Devils is a little too heavy, a little too dark. But I understand it, and I can appreciate even those aspects I don’t enjoy. I still believe that a general slaughter of principal characters is a poor resolution to most stories. But one of the curious facts about art is that even the worst ideas are, very occasionally, done right.

Happiness is an Aesthetic

There is a scene in Chesterton’s The Man Who Was Thursday where an English detective, impersonating an anarchist, is joined in a “foul tavern” by another English detective, impersonating a nihilistic German professor. The second undercover detective ordered a glass of milk, in keeping with the habits of the Professor de Worms. But he rejected, with contempt, his companion’s suggestion that he actually drink the milk. “We’re all Christians in this room, though perhaps,” he added, glancing around at the reeling crowd, “not strict ones.” Then he ordered a beer.

The part about everyone being a Christian was, of course, ironic. Even a hundred years ago, when people easily believed in Christian nations, they knew the difference between a national religion and a personal conviction. The beer was not ironic. Chesterton really believed that to be a Christian, rather than a nihilistic German, was a reason to drink beer rather than milk. Because (such was Chesterton’s conviction) beer is good.

One of Chesterton’s most striking characteristics, as a writer, was how he related religion to pleasure, and pleasure to morality. He expressed it once in a rhyme written in praise of inns, “Where the bacon’s on the rafter / And the wine is in the wood, / And God that made good laughter / Has seen that they are good.”

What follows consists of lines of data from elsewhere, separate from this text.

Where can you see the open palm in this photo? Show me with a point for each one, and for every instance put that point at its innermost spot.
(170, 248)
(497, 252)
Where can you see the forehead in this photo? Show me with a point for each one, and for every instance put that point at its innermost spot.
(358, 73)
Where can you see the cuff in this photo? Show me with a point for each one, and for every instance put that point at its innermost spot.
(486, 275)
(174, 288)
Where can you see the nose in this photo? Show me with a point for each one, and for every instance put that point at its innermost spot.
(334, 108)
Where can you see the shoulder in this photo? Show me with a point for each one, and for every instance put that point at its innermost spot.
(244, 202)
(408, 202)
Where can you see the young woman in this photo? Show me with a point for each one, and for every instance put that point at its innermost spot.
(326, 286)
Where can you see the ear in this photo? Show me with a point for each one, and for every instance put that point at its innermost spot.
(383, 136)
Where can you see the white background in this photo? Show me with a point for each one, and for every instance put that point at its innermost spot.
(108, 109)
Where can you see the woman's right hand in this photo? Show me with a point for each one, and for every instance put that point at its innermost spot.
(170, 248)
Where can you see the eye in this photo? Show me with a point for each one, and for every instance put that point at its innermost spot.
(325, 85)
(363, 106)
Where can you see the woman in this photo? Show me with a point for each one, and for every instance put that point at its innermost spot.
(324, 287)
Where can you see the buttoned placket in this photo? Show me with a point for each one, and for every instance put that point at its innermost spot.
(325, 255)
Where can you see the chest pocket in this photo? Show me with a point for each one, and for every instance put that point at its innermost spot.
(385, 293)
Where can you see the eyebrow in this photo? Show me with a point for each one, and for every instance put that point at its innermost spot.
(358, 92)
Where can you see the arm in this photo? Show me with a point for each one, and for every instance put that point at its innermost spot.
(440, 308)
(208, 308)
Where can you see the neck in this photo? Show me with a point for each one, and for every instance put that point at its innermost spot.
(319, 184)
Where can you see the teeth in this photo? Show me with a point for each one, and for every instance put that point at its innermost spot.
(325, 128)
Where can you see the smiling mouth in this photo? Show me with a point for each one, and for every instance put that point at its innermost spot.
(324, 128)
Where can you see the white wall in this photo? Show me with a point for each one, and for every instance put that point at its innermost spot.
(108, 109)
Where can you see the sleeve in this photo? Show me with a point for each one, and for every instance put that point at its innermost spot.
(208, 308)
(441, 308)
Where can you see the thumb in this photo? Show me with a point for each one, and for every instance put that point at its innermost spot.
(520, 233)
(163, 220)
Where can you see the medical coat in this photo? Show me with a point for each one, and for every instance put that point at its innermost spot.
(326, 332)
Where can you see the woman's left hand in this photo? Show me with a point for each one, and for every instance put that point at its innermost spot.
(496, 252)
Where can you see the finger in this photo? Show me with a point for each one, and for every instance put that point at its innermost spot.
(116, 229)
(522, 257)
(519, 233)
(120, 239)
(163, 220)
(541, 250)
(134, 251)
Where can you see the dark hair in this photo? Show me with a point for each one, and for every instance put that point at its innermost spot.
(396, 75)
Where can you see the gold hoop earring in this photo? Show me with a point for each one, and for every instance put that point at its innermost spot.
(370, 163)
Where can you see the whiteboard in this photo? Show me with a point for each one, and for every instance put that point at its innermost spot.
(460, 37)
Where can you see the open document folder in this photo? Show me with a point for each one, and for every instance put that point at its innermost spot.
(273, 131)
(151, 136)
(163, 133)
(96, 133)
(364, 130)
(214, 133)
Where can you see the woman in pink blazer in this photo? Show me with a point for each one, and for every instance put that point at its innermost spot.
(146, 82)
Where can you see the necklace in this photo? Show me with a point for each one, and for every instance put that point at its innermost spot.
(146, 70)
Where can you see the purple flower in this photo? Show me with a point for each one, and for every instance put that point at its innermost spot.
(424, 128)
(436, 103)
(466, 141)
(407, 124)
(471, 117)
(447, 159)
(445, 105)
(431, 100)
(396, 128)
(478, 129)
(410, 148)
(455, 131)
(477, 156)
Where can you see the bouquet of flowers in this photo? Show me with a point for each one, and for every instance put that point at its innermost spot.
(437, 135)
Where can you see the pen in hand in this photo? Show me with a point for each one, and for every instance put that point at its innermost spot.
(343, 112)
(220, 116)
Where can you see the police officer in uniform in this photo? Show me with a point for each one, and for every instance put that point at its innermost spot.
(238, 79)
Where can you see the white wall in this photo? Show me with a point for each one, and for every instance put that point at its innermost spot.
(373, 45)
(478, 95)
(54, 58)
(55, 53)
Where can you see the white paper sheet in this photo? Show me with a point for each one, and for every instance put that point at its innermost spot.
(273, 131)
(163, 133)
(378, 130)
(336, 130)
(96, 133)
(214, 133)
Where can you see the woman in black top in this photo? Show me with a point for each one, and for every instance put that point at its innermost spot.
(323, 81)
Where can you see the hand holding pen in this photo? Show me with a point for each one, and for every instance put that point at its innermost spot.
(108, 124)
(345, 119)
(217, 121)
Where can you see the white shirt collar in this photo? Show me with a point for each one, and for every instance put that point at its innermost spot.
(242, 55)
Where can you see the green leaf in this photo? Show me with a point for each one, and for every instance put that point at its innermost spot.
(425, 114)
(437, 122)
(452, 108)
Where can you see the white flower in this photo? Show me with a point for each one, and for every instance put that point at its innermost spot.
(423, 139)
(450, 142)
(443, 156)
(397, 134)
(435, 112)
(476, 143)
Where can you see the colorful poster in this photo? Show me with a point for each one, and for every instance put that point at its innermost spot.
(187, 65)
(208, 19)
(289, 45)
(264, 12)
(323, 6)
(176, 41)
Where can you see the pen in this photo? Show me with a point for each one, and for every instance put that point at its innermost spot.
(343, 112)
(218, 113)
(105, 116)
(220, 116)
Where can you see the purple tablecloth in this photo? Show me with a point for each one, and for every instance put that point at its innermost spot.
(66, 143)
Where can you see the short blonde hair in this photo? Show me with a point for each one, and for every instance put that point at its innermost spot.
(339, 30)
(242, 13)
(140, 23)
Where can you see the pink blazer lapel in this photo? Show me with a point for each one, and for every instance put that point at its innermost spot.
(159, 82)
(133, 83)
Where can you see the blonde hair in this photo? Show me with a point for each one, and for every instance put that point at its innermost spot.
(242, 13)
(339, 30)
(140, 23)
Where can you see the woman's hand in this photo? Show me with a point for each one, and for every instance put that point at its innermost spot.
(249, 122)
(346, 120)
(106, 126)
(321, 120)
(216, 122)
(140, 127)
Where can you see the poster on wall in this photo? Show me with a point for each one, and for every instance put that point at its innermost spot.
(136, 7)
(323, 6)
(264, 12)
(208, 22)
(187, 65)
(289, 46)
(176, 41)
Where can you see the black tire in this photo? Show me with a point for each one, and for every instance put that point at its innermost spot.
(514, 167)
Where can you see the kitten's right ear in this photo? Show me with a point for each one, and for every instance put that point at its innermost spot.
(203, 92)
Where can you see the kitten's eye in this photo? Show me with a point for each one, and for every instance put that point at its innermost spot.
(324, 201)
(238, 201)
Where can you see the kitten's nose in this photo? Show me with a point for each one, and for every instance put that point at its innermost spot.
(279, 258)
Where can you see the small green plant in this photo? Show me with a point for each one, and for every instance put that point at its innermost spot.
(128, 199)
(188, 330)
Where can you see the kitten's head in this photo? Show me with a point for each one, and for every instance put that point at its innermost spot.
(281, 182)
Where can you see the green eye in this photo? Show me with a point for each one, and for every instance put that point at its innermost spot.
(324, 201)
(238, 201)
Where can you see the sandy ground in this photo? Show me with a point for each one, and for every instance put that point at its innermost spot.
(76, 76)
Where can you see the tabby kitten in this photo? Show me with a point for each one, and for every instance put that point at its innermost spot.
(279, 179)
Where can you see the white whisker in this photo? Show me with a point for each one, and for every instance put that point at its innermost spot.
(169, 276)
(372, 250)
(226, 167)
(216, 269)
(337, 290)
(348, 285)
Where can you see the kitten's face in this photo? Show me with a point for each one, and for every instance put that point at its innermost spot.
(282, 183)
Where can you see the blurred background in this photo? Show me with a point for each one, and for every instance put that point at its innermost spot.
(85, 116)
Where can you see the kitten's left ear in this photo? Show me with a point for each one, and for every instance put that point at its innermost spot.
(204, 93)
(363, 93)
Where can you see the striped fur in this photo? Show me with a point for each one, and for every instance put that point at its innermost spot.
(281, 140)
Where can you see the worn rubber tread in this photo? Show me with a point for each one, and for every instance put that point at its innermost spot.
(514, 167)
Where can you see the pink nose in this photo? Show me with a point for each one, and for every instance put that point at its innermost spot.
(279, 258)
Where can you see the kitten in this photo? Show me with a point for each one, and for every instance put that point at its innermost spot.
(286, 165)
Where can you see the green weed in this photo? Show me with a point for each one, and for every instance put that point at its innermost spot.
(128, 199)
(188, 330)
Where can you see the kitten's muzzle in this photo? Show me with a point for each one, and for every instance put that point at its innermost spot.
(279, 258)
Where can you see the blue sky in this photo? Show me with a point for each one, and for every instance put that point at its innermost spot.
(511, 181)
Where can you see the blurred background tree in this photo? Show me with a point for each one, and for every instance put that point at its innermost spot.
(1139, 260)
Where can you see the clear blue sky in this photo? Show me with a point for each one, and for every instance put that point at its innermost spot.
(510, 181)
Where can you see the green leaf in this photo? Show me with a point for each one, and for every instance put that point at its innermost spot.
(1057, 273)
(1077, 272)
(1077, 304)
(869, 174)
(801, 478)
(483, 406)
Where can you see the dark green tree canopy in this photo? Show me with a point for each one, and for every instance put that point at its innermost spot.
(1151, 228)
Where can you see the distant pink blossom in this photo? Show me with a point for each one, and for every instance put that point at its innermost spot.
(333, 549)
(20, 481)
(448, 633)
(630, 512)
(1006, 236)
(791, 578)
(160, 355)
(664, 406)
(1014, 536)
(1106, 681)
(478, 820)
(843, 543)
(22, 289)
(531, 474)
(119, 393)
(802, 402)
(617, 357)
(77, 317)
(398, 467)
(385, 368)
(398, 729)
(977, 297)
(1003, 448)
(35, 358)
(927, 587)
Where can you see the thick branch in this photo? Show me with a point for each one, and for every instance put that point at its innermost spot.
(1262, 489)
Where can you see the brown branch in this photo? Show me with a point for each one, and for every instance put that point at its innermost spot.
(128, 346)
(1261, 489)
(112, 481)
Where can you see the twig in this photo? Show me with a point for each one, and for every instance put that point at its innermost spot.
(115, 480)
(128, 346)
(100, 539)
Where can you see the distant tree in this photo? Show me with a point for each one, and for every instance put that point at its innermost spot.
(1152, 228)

The last phrase is an allusion to Genesis, where God made the world and saw that it was good. It recalls, too, one of the loveliest images in Scripture, that of God creating the earth “while the morning stars sang together and all the angels shouted for joy.” This idea that the physical creation is a good thing, a thing to rejoice over, suffuses Chesterton’s works. He saw the goodness everywhere. It’s a bad old world in many ways; popular catchphrases aside, there is nothing unprecedented about a pandemic. But Chesterton never got over the thought that it’s a good world, too, and it is pretty wonderful, after all, that the sky is blue and the grass is green.

If good meals and good laughter have the Creator’s approval, that is a call to enjoyment, and also to gratitude. Oscar Wilde once gibed that sunsets are not popular because you can’t pay for them. Chesterton retorted that you can pay for them – you can pay for them by not being Oscar Wilde. “Surely,” he wrote, “one might pay for extraordinary joy in ordinary morals.” There have always been people who take virtue as a reason to reject material pleasures. It was Chesterton’s happier analysis to take acceptance of material pleasures as a reason for virtue.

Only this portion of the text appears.